Stopper les épidémies liées aux souches atténuées

La stratégie 2022-2026 vise à remettre les efforts d'éradication de la poliomyélite « sur les bons rails », avec la mise en place de collaborations avec les communautés à haut risque d'infection. La stratégie comprend aussi un volet de lutte contre les inégalités de genre et une relation étroite avec de nouveaux acteurs comme le nouveau sous-comité dans l'est de la Méditerranée, où des cas ont été rapportés dans cette région du monde.

La cible est non seulement l'éradication de la poliomyélite « sauvage » mais aussi l'arrêt des épidémies liées aux souches vaccinales redevenues virulentes dans les populations mal vaccinées d'Afrique et d'Asie.

Dans un point de vue publié dans le « Lancet Global Health », le Dr Konstantin Chumakov (bureau des recherches vaccinales de la FDA), le Dr Ellie Ehrenfeld (Instituts nationaux américains de la santé), le Pr Vadim Agol (Centre Chumakov de recherche et de développement des produits immuno-biologiques de Moscou) et le Pr Eckard Wimmer (unité Stony Brook de New York) plaident pour une stratégie soutenue de protection de la population. « Il ne faudra pas seulement arrêter la circulation du virus, mais aussi maintenir un niveau d'immunisation élevé de manière indéfinie », expliquent-ils.

20 ans de retard sur les objectifs initiaux

La première initiative globale d'éradication de la poliomyélite (GPEI) a été lancée en 1988, avec pour objectif l'élimination de la maladie en 2000. Dans cette première mouture, il était prévu la destruction ou le stockage sécurisé de tous les vaccins restants afin d'éviter les rares cas de poliomyélite induite par le vaccin et rediriger les investissements publics.

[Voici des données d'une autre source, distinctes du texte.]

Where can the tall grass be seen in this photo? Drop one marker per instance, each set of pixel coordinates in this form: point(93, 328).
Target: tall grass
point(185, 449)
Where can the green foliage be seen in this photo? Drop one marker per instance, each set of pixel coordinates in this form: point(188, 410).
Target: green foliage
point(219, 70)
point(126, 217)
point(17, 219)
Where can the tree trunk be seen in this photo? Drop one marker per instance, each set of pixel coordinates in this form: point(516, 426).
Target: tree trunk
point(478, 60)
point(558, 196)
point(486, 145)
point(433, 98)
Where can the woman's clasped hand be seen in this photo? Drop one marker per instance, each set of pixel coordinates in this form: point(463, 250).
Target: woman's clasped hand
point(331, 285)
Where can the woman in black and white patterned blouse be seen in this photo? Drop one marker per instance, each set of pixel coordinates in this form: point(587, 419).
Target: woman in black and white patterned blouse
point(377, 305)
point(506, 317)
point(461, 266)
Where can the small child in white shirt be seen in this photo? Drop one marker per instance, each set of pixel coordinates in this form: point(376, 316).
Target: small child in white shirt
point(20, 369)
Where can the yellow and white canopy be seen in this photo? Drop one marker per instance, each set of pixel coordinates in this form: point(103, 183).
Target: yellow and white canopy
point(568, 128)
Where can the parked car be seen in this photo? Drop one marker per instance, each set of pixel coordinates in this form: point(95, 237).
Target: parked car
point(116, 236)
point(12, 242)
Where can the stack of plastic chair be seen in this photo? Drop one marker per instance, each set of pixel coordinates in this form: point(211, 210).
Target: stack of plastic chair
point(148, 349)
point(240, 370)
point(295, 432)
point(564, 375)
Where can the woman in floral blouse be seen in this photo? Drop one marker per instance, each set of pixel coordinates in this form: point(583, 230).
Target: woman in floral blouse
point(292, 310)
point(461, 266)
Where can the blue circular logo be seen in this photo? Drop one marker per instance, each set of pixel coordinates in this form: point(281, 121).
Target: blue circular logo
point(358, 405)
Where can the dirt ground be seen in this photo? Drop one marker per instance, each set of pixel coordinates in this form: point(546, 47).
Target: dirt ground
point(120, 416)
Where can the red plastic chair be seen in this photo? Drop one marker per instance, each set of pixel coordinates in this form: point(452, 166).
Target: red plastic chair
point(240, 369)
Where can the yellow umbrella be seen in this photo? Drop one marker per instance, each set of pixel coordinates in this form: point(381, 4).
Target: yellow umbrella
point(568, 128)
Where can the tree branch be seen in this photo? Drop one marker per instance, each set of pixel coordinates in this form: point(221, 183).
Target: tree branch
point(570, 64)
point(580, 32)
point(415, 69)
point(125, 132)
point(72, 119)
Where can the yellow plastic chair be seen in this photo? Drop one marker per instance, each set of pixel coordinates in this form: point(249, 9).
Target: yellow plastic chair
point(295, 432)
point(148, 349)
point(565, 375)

La plupart de ces cas sont causés par des recombinaisons entre différents sérotypes de virus atténués de la poliomyélite utilisés lors de la vaccination et d'autres virus. « La distinction entre ces poliomyélites induites et les poliomyélites sauvages est purement académique, car les deux se transmettent aussi bien dans une population mal immunisée », expliquent les auteurs.

De nouveaux vaccins

Les deux vaccins utilisés actuellement sont inactivés (IPV, inactivated poliomyelitis vaccine, voie sous-cutanée ou intra-musculaire) ou atténués (OPV, oral polio vaccine, voie orale). Les virus atténués des vaccins oraux sont capables de redevenir virulents via des mutations ou des recombinaisons, tandis que les vaccins injectables ne sont pas en mesure de développer une immunité intestinale suffisante pour bloquer la transmission du virus. « Si les deux vaccins sont utilisés en même temps, leurs meilleures propriétés pourraient se combiner pour créer une immunité collective efficace, expliquent les auteurs. Actuellement plusieurs approches sont évaluées, y compris le développement de particules mimant les protéines virales [...] De nouvelles souches vaccinales appartenant aux sérotypes OPV1 et OPV3 sont également développées pour de futurs candidats trivalents. »

En attendant l'arrivée de ces nouveaux outils, l'OMS a intégré désormais un nouveau vaccin oral contre la souche de type 2, le nOPV2, destiné à lutter contre le cVDPV de type 2, le variant le plus fréquent. Des pays victimes d'épidémies liées aux souches atténuées ont commencé à s'en servir en mars 2020.